While D-Cyphered is the first DIA exhibit solely focused on Detroit music (that's right — not even Motown), it's not the first exhibition to feature Detroit music. Famed photographer Annie Leibovitz's 2006 American Music show included portraits of the White Stripes, Aretha Franklin, and Iggy Pop, among others.
Barr says she hopes D-Cyphered will surpass that exhibition in terms of impact. And even with the excitement throughout Detroit's hip-hop community in anticipation of the show, Barr admits she has heard the "what took you so long?" questions regarding the lack of love for the hip-hop community until now.

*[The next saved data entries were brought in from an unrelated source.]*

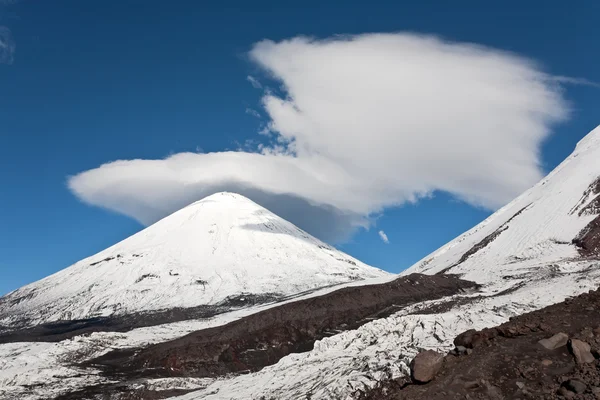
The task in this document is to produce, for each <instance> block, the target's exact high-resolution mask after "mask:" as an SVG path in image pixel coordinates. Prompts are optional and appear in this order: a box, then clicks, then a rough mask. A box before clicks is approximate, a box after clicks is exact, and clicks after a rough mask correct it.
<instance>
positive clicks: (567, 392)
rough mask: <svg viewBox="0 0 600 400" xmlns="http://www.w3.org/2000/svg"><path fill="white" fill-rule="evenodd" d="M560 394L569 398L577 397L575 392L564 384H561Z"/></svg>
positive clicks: (560, 388)
mask: <svg viewBox="0 0 600 400" xmlns="http://www.w3.org/2000/svg"><path fill="white" fill-rule="evenodd" d="M558 394H559V395H561V396H563V397H565V398H567V399H572V398H573V397H575V393H573V392H571V391H569V389H567V388H566V387H564V386H561V387H560V389H558Z"/></svg>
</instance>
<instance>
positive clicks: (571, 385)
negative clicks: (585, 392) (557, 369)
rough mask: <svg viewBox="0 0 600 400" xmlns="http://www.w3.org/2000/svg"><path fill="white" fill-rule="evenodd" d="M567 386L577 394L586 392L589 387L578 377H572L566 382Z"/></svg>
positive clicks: (566, 384)
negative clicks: (587, 387) (581, 380)
mask: <svg viewBox="0 0 600 400" xmlns="http://www.w3.org/2000/svg"><path fill="white" fill-rule="evenodd" d="M565 387H566V388H567V389H569V390H570V391H571V392H575V393H577V394H581V393H584V392H585V390H586V389H587V385H586V384H585V383H583V382H581V381H578V380H577V379H570V380H568V381H567V382H566V383H565Z"/></svg>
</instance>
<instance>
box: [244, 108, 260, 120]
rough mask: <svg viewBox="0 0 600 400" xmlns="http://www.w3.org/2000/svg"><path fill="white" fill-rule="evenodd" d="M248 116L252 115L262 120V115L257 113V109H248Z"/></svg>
mask: <svg viewBox="0 0 600 400" xmlns="http://www.w3.org/2000/svg"><path fill="white" fill-rule="evenodd" d="M246 114H250V115H252V116H253V117H256V118H260V113H259V112H258V111H256V110H255V109H253V108H250V107H248V108H246Z"/></svg>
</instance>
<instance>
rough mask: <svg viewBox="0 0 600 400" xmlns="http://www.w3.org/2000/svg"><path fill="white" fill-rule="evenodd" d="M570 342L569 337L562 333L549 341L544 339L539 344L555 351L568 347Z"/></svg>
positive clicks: (547, 348)
mask: <svg viewBox="0 0 600 400" xmlns="http://www.w3.org/2000/svg"><path fill="white" fill-rule="evenodd" d="M568 342H569V335H567V334H566V333H562V332H561V333H557V334H556V335H554V336H552V337H549V338H547V339H542V340H540V341H539V342H538V343H539V344H541V345H542V346H544V347H545V348H547V349H548V350H555V349H558V348H559V347H563V346H566V345H567V343H568Z"/></svg>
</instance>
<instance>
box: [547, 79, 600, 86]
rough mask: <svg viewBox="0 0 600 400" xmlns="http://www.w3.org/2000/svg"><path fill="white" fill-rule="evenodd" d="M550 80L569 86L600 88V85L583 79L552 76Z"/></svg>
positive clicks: (599, 83) (594, 82)
mask: <svg viewBox="0 0 600 400" xmlns="http://www.w3.org/2000/svg"><path fill="white" fill-rule="evenodd" d="M550 79H551V80H553V81H554V82H557V83H566V84H570V85H583V86H594V87H597V88H600V83H597V82H593V81H590V80H588V79H585V78H571V77H568V76H552V77H550Z"/></svg>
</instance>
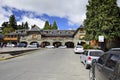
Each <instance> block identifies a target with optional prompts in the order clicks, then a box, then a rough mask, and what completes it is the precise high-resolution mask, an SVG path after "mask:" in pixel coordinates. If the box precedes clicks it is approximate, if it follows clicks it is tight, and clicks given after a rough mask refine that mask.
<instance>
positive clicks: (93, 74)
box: [89, 68, 96, 80]
mask: <svg viewBox="0 0 120 80" xmlns="http://www.w3.org/2000/svg"><path fill="white" fill-rule="evenodd" d="M89 80H96V79H95V74H94V71H93V69H92V68H91V69H90V70H89Z"/></svg>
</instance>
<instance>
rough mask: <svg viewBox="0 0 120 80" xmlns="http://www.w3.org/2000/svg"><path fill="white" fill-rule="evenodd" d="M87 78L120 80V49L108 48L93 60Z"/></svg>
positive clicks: (93, 79)
mask: <svg viewBox="0 0 120 80" xmlns="http://www.w3.org/2000/svg"><path fill="white" fill-rule="evenodd" d="M89 80H120V51H114V50H110V51H108V52H106V53H105V54H103V55H102V56H101V57H100V58H99V59H98V60H93V61H92V67H91V69H90V71H89Z"/></svg>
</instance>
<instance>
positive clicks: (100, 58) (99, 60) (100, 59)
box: [98, 54, 108, 65]
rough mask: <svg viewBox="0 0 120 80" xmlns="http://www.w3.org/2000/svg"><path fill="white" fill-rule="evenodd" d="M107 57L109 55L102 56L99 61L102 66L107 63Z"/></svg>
mask: <svg viewBox="0 0 120 80" xmlns="http://www.w3.org/2000/svg"><path fill="white" fill-rule="evenodd" d="M107 55H108V54H104V55H102V56H101V57H100V58H99V59H98V63H99V64H101V65H103V64H104V63H105V60H106V58H107Z"/></svg>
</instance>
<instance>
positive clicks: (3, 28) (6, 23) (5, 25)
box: [2, 22, 9, 30]
mask: <svg viewBox="0 0 120 80" xmlns="http://www.w3.org/2000/svg"><path fill="white" fill-rule="evenodd" d="M8 26H9V24H8V22H3V24H2V30H3V29H4V28H5V27H8Z"/></svg>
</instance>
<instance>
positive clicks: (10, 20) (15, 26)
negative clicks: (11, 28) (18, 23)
mask: <svg viewBox="0 0 120 80" xmlns="http://www.w3.org/2000/svg"><path fill="white" fill-rule="evenodd" d="M9 24H10V26H11V27H13V29H15V30H17V22H16V19H15V16H14V15H11V16H10V18H9Z"/></svg>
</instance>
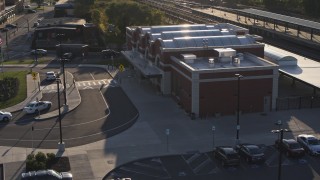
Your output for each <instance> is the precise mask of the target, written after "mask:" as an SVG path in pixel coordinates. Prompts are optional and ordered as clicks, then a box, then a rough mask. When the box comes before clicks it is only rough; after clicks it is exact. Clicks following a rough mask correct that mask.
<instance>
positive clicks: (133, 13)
mask: <svg viewBox="0 0 320 180" xmlns="http://www.w3.org/2000/svg"><path fill="white" fill-rule="evenodd" d="M105 14H106V16H107V17H108V19H109V21H108V23H109V24H113V25H115V29H116V31H119V32H120V34H121V35H122V36H124V35H125V31H126V27H127V26H143V25H145V26H147V25H159V24H162V21H163V18H164V14H163V13H162V12H160V11H158V10H156V9H152V8H150V7H149V6H146V5H140V4H138V3H136V2H132V1H117V2H115V1H114V2H111V3H109V4H108V5H107V7H106V10H105Z"/></svg>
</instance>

"I think that the DIA has had its own long list of crises over the last few years, so focusing on bigger cultural issues has not been at the forefront of our priorities," Barr says, in a nod to threats of the city auctioning off its artwork during Detroit's 2013 bankruptcy. But in many ways, since then, the DIA is a new museum. It has a new, younger director in Salvador Salort-Pons, who started in 2015. Barr promises that D-Cyphered won't be a one-and-done project and there will be more hip-hop-centered programming at the museum — a way for traditional institutions to stay relevant to a new generation of audiences.
"Our visitors take great pride in all things Detroit," she says. "I think the [people] that are going to come here will celebrate this with us."
As part of the exhibition — which opens to the public Thursday, Aug. 3 — the DIA will host a variety of auxiliary programming.
At 7 p.m. on Friday, Aug. 4, the museum will host a rap battle featuring a number of Detroit artists. From noon to 4 p.m. on Saturday and Sunday, the museum will host a "Hip-Hop Family Festival" with graffiti art and breakdancing. On Saturday, the Detroit Film Theatre will screen Wild Style, a documentary on hip-hop in the South Bronx in the 1980s.
Risher says the project from the beginning was meant to be unique to Detroit — she isn't planning on taking the photos on the road as a traveling exhibition or trying to profit off of them. And with this project, this snapshot of Detroit history will officially be preserved by the museum for posterity, with the portraits being added to the DIA's permanent archives.
For Risher, it's a mission accomplished. "This project for me comes from a place of love — they're [not just] my pictures but a collective vision between myself and the artists I've photographed," she says. "Together we created a portrait of Detroit and Detroit hip-hop that we all can be proud of."
D-Cyphered opens at 8 p.m. on Thursday, Aug. 3 at the Detroit Institute of Arts; 5200 Woodward Ave., Detroit; 313-833-7900; dia.org; Admission is $25 for the opening reception. Runs through Feb. 18; free with museum admission.